Oil-rich Saudi Arabia, home to Islam's holiest sites, engaged thousands of health workers to make sure pilgrims were protected from two deadly viruses, Ebola and Middle East Respiratory Syndrome coronavirus (MERS-CoV).
The mission succeeded, acting health minister Adel Fakieh told reporters as pilgrims performed the final rituals of the hajj and began returning home.
"I am pleased to announce the hajj was free of all epidemic diseases," Fakieh said.
Among its preventive measures, Fakieh's ministry set up a "command and control" centre to direct the hajj health operation, and required every pilgrim to complete a health screening questionnaire.
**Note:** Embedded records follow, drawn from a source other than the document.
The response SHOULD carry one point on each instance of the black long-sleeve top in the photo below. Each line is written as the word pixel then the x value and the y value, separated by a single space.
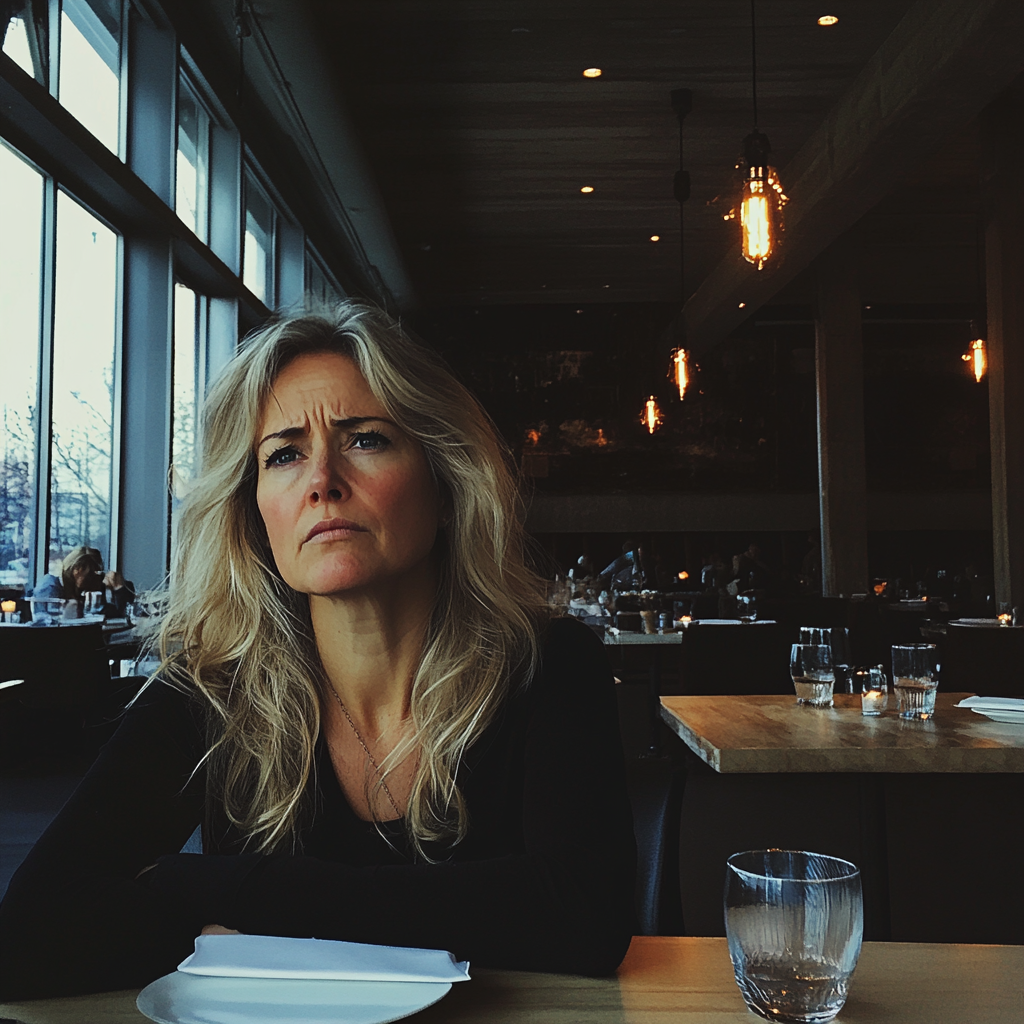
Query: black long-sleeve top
pixel 543 882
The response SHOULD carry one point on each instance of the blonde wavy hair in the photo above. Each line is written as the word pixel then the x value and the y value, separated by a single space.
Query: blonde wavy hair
pixel 243 638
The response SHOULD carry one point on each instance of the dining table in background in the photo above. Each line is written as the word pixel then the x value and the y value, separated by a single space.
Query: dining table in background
pixel 684 980
pixel 929 810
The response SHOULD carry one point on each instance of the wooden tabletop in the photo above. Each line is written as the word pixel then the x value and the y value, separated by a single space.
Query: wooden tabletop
pixel 679 981
pixel 775 734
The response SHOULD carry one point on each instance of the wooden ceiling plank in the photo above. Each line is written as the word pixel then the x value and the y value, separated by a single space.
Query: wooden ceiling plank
pixel 938 69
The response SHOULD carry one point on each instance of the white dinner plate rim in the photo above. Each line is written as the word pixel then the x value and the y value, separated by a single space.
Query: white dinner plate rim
pixel 192 1011
pixel 1007 717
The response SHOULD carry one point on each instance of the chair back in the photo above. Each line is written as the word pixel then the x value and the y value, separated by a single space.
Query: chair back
pixel 985 660
pixel 655 787
pixel 61 666
pixel 738 659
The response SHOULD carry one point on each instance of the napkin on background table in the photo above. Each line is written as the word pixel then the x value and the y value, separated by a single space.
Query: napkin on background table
pixel 993 704
pixel 271 956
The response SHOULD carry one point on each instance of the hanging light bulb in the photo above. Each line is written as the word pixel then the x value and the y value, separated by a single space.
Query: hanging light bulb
pixel 680 371
pixel 977 357
pixel 759 207
pixel 651 417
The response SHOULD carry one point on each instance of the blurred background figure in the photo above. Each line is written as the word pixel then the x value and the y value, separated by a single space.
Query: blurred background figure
pixel 82 571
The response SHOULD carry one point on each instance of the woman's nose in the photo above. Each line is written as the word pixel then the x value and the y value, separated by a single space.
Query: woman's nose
pixel 327 482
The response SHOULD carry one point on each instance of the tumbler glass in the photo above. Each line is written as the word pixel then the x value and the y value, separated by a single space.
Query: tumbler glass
pixel 813 678
pixel 795 923
pixel 915 678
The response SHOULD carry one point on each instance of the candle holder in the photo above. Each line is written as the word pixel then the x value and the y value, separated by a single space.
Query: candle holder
pixel 873 690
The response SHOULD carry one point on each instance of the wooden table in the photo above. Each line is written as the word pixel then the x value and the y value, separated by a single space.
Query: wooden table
pixel 930 811
pixel 776 734
pixel 682 981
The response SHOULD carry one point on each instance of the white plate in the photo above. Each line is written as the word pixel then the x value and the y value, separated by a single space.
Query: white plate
pixel 1007 717
pixel 186 998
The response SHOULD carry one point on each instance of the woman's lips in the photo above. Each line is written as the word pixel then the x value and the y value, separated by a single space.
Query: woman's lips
pixel 333 529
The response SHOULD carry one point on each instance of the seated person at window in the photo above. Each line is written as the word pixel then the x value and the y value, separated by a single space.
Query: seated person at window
pixel 81 570
pixel 363 701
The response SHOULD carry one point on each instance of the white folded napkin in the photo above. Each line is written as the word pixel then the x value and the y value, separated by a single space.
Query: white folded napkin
pixel 272 956
pixel 993 704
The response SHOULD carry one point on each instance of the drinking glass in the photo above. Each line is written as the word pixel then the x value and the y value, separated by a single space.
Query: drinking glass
pixel 915 678
pixel 559 594
pixel 873 689
pixel 813 678
pixel 795 922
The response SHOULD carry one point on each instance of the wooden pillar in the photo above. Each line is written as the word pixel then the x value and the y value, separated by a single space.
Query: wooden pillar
pixel 1005 296
pixel 840 368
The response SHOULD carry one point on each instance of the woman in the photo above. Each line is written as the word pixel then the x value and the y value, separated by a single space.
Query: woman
pixel 82 570
pixel 361 700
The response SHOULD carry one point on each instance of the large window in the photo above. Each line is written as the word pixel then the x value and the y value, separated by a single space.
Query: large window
pixel 20 231
pixel 111 316
pixel 85 317
pixel 90 66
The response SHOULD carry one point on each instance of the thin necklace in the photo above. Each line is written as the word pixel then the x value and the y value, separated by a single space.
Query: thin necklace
pixel 370 757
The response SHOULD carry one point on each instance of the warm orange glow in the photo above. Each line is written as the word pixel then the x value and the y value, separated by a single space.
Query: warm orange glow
pixel 759 212
pixel 680 371
pixel 976 356
pixel 651 417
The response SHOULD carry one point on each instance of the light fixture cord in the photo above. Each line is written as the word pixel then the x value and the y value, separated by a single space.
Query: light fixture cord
pixel 682 247
pixel 754 65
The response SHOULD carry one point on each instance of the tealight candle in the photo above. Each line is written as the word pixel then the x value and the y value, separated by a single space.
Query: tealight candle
pixel 873 690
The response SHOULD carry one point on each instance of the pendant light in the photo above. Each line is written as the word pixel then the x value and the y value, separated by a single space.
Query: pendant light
pixel 651 417
pixel 759 205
Passengers were monitored by thermal cameras that detect high body temperature, and 15 isolation rooms were set up to hold any suspicious cases at the airport in the city of Jeddah.
Fakieh said 170 people were considered as possibly having MERS but all proved to be negative.
Saudi Arabia is the country hardest hit by MERS, which has killed 322 people in the kingdom since it first appeared in September 2012.
The health ministry on Sunday reported two more MERS deaths, one in the capital Riyadh and another in Taif, 80 kilometres (50 miles) east of the holy city of Mecca.
Ebola has killed more than 3,000 people in West Africa.
Saudi Arabia did not allow pilgrims to come from Guinea, Liberia and Sierra Leone, which have been hardest hit by the illness.